Ans. There are several important formulas for solving quadratic equations. Some of them include: - The quadratic formula: x = (-b ± √(b^2 - 4ac))/(2a), where a, b, and c are the coefficients of the quadratic equation ax^2 + bx + c = 0. - The sum of roots formula: The sum of the roots of a quadratic equation -b/a. - The product of roots formula: The product of the roots of a quadratic equation c/a.
4. How can I determine if a quadratic equation has real or complex roots?

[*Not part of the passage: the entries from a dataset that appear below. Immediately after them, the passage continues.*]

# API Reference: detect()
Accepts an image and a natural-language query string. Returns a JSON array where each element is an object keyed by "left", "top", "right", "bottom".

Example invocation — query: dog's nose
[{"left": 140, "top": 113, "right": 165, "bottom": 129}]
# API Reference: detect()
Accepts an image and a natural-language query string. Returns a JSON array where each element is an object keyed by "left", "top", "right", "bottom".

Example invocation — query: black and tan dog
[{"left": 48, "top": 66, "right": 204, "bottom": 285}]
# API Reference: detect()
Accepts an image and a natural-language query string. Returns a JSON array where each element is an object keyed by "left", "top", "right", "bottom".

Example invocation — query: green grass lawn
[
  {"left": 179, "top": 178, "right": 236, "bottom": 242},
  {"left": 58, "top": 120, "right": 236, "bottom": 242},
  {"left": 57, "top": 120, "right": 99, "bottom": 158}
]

Ans. To determine if a quadratic equation has real or complex roots, you can calculate the discriminant, which is given by the expression b^2 - 4ac. If the discriminant is positive, then the roots will be real and distinct. If the discriminant is zero, then the roots will be real and equal. If the discriminant is negative, then the roots will be complex conjugates with imaginary parts.
5. Can a quadratic equation have only one real root?
Ans. Yes, a quadratic equation can have only one real root. This happens when the discriminant of the equation is zero. In this case, the quadratic equation will have a repeated root, meaning that both roots will be equal. The graph of the quadratic equation will touch the x-axis at only one point.